O
‘pobre homem’ que não queria reinar
«(…)
Escreve Philippe Erlanger num bem elaborado trabalho: Na verdade, os Capetos não deixaram jamais de atravessar o círculo
infernal das revoluções. Carlos V, ainda delfim, foi enlameado com o sangue dos
seus servidores mais próximos, massacrados pelos homens de Etienne Marcel, e
sofreu a Jacquerie camponesa. Tendo assistido, em criança, às insurreições
dos Maillotins ou Tuchins, prontos a degolar todos os que não tivessem as mãos
calosas, Cados VI, já adulto e louco, soube, entre dois acessos, que as muralhas
das bastilhas não resistiriam ao furor popular (1413). Dois terços da França levantaram-se em armas
contra Luís XI. Em 1589, Henrique
III, excomungado, cercado, reinava apenas em três cidades: Tours, Blois e
Beaugency. Henrique IV conquistou seu reino pedaço a pedaço. As guerras civis
encheram o reinado de Luís XIII. O próprio Luís XIV foi obrigado a fugir de
Paris, transformada em rio de sangue, e a errar, meio proscrito, sob a
protecção de Turenne.
Tudo
isso Luís XVI teria visto nessa visão retrospectiva, que o confortaria
salutarmente, se não fosse o medo, o terror que se lhe aninhava no ânimo tíbio e
o aprisionava dos seus efeitos desencorajantes. A sua fraqueza e indecisão, dizia dele o duque de Provença, seu irmão,
estão além de tudo o que se possa classificar. Imaginem-se bolas de marfim oleosas,
que em vão tentaremos manter juntas, e teremos uma alegoria perfeita do seu
carácter. Ele é somente um pobre diabo, ou, como os seus contemporâneos o
apelidavam, um Rapaz Grande. Os
revolucionários, apreendendo a maneabilidade que tal espírito lhes oferecia, não
fizeram mais do que estender o braço e agarrar firmemente a magnífica oportunidade
para lhe fazerem a vida negra.
Luís
XVI, demasiadamente
honesto, sonhando com a felicidade do seu povo, aplicava-se com desvelo
em satisfazer-lhe os anseios, só muito tarde aprendendo à sua custa,
amargamente, que quanto mais cedesse mais os insaciáveis revolucionários lhe exigiriam.
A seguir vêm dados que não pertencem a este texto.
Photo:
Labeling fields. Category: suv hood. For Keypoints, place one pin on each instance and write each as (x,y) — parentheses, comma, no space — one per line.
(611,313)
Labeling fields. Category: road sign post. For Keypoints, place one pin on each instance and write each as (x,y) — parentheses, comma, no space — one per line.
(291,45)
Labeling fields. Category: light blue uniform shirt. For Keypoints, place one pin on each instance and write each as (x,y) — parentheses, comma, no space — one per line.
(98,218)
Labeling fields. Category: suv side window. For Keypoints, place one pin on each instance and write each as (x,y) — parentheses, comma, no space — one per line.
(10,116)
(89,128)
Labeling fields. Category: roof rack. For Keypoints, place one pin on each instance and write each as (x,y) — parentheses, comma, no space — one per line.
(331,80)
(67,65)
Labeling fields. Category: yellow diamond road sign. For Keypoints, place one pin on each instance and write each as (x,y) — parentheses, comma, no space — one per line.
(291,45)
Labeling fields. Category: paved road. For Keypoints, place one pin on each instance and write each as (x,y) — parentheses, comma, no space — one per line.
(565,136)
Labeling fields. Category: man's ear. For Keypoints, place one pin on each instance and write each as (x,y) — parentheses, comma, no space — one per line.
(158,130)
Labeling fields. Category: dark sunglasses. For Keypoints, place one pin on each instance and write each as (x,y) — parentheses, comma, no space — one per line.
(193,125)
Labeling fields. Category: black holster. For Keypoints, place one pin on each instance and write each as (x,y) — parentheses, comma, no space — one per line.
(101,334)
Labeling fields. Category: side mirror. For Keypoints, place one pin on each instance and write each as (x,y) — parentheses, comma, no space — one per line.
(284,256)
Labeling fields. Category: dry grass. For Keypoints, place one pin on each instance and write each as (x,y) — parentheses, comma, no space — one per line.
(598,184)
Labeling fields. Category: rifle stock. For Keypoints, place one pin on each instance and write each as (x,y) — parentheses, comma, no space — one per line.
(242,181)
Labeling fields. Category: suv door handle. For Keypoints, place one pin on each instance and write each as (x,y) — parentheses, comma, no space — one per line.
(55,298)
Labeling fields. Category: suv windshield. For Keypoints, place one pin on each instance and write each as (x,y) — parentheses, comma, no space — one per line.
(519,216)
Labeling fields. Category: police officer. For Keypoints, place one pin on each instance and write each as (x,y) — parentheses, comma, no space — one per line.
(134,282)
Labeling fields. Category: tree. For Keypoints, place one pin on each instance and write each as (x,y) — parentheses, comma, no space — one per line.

Tal política, era fatal, não podia agradar a todos e os próprios que ficavam
satisfeitos não demoravam a recair na insatisfação. Identificado, pela História da Rebelião do conde de
Clarendon, um dos seus livros predilectos, sobre a vida de Carlos I da
Inglaterra (o Capeto tinha,
também, sangue Stuart nas veias!) estudara pacientemente o seu reinado,
prometendo a si próprio não cair nos mesmos erros que haviam levado aquele
remoto parente ao patíbulo. Na realidade, ambos caminharam para um mesmo trágico
e semelhante fim, embora por sendas distintas e opostas entre si, absolutamente
antagónicas. Carlos I era um fantasma medonho que povoava frequentemente os
sonhos do Capeto, o que, é de crer,
mais pavorosa lhe tornaria, ainda, a árdua missão de reinar.
Maria
Antonieta, a rainha, por seu turno, levava uma existência que não podia escapar
à maledicência e à calúnia, e participava, de forma activa, nos actos de pura
administração, em medidas nem sempre consentidas pelas circunstâncias. A
impopularidade dela foi crescendo, crescendo, arrastando-o a ele na mesma onda
de desfavor público. Com a convocação do Parlamento e os motins a que aquela
deu causa, as coisas pioraram para a realeza, A monarquia ia-se tornando
gradualmente execrável para toda a gente, excepto para os favorecidos. O povo
estava, agora, a viver numa exaltação contínua, estimulada pelos jornais
revolucionários e pelos oradores populistas. Um rio de literatura malsã,
difamatória, encharcava, subvertia a reputação da corte, preparando
irresistivelmente a atmosfera para os próximos futuros acontecimentos, que
irrigariam de sangue o solo francês. No entanto, como a época era de festas
atordoantes, só raros aristocratas teriam a noção exacta, nessa altura, de que
a realeza estava caminhando vertiginosamente para o abismo. A terrível verdade
só um pouco mais tarde, quatro anos depois, se tornaria evidente, horrorizando,
pelas suas consequências imprevisíveis, aqueles próprios que haviam contribuído
decisivamente para a decadência do trono». In Américo Faria, Dez Monarcas Infelizes, Livraria
Clássica Editora, colecção 10, Lisboa, s/d.